Restaurant information
- Established: 1973
- Owner: 2021
- Head chef: Peter Koehn and Rob van der Veeken
- Food type: French
- Rating: Michelin Guide
- Location: Sumatralaan 3, Eindhoven, 5631 AA, Netherlands
- Seating capacity: 50
- Website: Official website

= De Karpendonkse Hoeve =

De Karpendonkse Hoeve wss a restaurant located in Eindhoven in the Netherlands. It was a fine dining restaurant, earning a Michelin star from 1979 until its closure in 2021.

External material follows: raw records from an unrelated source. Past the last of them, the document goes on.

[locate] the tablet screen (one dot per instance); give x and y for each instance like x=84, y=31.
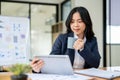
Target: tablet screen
x=56, y=64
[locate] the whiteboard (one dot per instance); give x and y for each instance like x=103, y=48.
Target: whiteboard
x=14, y=40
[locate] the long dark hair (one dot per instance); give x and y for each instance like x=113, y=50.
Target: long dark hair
x=85, y=18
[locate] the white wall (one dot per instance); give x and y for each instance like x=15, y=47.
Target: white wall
x=95, y=8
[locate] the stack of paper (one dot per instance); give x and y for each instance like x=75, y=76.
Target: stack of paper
x=57, y=77
x=99, y=73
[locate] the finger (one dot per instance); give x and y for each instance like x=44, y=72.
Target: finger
x=35, y=60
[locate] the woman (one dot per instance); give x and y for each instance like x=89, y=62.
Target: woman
x=85, y=53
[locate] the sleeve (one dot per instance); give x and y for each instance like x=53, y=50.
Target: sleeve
x=91, y=54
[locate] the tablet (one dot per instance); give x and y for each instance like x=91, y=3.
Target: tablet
x=57, y=64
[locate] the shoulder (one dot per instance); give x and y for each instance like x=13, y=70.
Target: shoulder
x=63, y=36
x=92, y=39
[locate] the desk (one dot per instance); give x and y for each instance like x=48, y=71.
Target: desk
x=6, y=76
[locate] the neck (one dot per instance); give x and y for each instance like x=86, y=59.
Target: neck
x=81, y=36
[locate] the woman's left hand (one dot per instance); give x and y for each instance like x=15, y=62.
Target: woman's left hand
x=79, y=44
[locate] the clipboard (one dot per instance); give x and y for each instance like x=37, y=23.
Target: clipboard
x=56, y=64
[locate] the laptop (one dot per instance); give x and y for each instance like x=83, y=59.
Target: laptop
x=56, y=64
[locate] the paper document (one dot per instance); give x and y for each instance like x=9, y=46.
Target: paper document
x=99, y=73
x=57, y=77
x=115, y=69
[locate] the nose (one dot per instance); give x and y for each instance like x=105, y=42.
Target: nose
x=76, y=24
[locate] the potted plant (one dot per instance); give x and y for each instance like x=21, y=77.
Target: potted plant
x=19, y=71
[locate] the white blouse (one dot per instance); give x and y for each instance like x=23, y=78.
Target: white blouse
x=78, y=60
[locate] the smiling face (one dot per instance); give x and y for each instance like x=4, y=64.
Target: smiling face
x=77, y=25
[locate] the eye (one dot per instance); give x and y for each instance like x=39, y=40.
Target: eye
x=72, y=21
x=80, y=21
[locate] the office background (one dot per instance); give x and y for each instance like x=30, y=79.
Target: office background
x=47, y=19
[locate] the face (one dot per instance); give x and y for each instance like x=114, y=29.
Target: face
x=77, y=25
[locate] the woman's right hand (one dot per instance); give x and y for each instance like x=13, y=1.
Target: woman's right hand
x=36, y=64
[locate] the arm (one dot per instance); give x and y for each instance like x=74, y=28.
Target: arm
x=91, y=54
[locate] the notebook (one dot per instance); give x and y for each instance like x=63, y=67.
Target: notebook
x=99, y=73
x=56, y=64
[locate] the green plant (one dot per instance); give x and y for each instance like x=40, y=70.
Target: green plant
x=18, y=69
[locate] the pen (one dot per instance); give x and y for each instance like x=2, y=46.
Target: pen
x=35, y=61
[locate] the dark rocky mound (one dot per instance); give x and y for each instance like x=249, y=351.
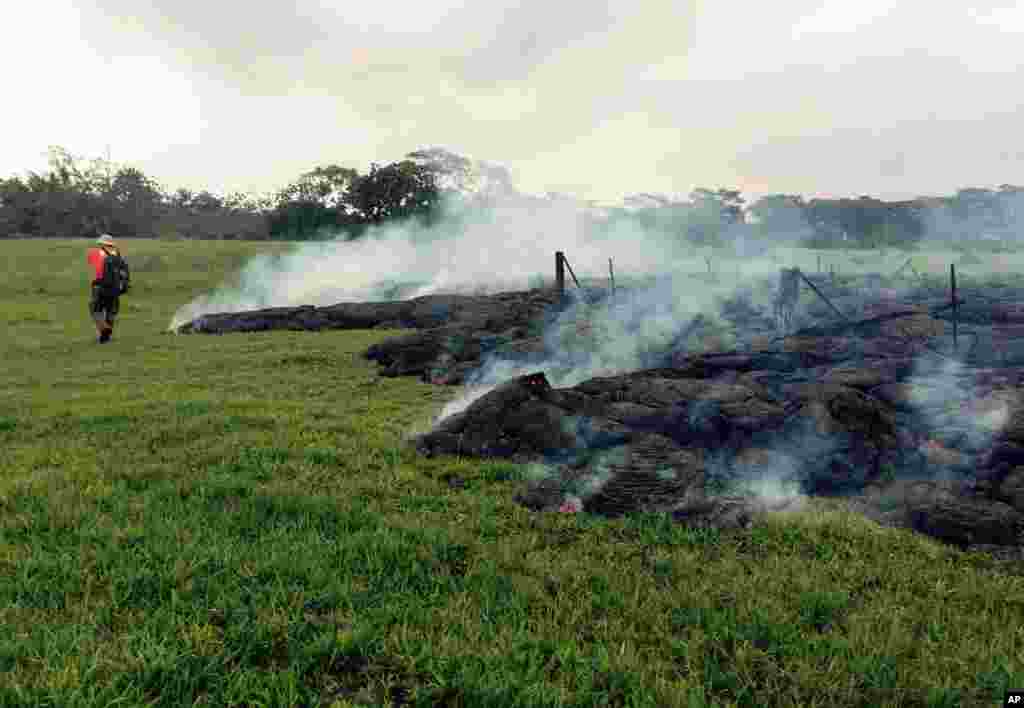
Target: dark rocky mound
x=678, y=441
x=876, y=407
x=454, y=331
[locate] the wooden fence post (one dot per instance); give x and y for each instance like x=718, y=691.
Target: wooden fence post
x=952, y=283
x=560, y=274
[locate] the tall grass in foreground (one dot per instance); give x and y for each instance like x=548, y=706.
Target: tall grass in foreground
x=236, y=521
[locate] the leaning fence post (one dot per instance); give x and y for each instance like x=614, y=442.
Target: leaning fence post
x=952, y=283
x=560, y=274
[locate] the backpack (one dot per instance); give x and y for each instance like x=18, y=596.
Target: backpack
x=117, y=277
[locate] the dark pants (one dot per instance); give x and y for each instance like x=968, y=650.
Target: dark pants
x=103, y=307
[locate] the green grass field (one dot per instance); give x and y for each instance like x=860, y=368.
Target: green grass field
x=237, y=521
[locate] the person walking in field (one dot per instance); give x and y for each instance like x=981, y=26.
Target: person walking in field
x=111, y=282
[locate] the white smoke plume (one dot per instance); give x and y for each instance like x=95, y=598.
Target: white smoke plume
x=505, y=247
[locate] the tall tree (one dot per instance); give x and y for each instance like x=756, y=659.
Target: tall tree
x=397, y=191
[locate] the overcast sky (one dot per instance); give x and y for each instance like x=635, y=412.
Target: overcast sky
x=596, y=97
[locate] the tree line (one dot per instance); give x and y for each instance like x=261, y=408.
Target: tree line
x=78, y=197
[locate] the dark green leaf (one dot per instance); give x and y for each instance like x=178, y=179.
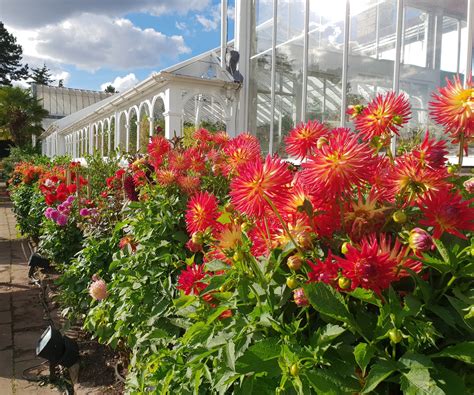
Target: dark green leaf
x=363, y=353
x=463, y=351
x=328, y=301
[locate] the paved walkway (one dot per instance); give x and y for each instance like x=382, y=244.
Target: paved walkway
x=21, y=313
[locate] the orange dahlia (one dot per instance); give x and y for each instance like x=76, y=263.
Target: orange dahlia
x=447, y=212
x=453, y=107
x=303, y=139
x=241, y=150
x=383, y=115
x=410, y=180
x=431, y=153
x=202, y=212
x=339, y=165
x=259, y=181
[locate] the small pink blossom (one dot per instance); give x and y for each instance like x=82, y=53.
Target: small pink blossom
x=98, y=289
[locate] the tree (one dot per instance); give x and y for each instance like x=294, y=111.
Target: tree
x=110, y=89
x=11, y=53
x=41, y=76
x=20, y=115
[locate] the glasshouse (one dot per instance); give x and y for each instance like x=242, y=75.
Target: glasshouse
x=289, y=213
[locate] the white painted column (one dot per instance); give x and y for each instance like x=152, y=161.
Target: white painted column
x=173, y=112
x=91, y=140
x=242, y=28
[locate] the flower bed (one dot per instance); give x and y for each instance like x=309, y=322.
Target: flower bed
x=221, y=271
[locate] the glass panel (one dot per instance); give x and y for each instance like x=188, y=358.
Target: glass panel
x=372, y=49
x=263, y=26
x=326, y=38
x=290, y=19
x=260, y=100
x=288, y=91
x=431, y=42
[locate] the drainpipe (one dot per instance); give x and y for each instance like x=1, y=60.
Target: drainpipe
x=223, y=32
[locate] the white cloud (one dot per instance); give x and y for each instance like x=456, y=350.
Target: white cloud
x=36, y=13
x=121, y=83
x=92, y=42
x=212, y=20
x=180, y=25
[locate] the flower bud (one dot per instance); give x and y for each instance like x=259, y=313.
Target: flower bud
x=300, y=298
x=399, y=217
x=294, y=262
x=420, y=240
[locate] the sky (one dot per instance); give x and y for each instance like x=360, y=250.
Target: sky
x=90, y=44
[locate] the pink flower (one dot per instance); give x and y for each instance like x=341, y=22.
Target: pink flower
x=84, y=212
x=98, y=289
x=469, y=185
x=62, y=219
x=420, y=240
x=300, y=298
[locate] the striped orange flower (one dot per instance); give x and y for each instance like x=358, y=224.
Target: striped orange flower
x=453, y=107
x=259, y=181
x=339, y=165
x=303, y=139
x=382, y=116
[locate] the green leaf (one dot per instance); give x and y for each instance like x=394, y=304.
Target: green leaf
x=363, y=353
x=417, y=381
x=378, y=373
x=322, y=384
x=328, y=301
x=366, y=296
x=216, y=265
x=463, y=351
x=224, y=218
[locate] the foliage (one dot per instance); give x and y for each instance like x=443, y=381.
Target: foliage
x=20, y=115
x=221, y=271
x=11, y=53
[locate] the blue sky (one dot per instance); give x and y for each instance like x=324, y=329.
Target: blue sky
x=89, y=43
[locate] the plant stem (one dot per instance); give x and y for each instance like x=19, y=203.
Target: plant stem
x=283, y=223
x=461, y=151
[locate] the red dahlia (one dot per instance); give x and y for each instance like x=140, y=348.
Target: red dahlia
x=339, y=165
x=202, y=212
x=303, y=139
x=453, y=107
x=447, y=212
x=258, y=182
x=383, y=115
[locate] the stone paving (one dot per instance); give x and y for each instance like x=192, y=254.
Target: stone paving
x=21, y=312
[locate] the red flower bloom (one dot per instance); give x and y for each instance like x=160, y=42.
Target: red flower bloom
x=241, y=150
x=453, y=107
x=410, y=180
x=375, y=265
x=339, y=165
x=431, y=153
x=188, y=184
x=303, y=139
x=326, y=271
x=447, y=212
x=383, y=115
x=166, y=177
x=202, y=212
x=259, y=181
x=189, y=280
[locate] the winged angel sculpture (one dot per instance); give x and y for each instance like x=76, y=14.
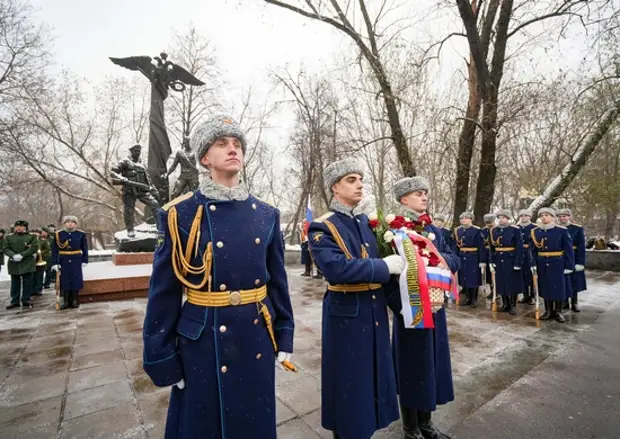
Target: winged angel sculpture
x=163, y=75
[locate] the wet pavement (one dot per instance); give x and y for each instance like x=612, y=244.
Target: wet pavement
x=78, y=373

Head chef was Peter Koehn. In 1980, Koehn took over from Peter Willems, who had earned the Michelin star in 1979. In September 2017, Koehn announced his upcoming retirement and that the second head chef Rob van der Veeken would take over.

Leo van Eeghem founded the restaurant in 1973.; its last owner was his daughter, Ingrid van Eeghem.

Occasionally, guest chefs were invited at the restaurant, including Paula DaSilva, runner up of Hell's Kitchen (U.S. season 5) and the Japanese chef Katsumasa Kitajima, known for kaiseki ryōri cuisine.

In 2007, De Karpendonkse Hoeve celebrated their 30th Michelin star in a row and in 2014 their 35th.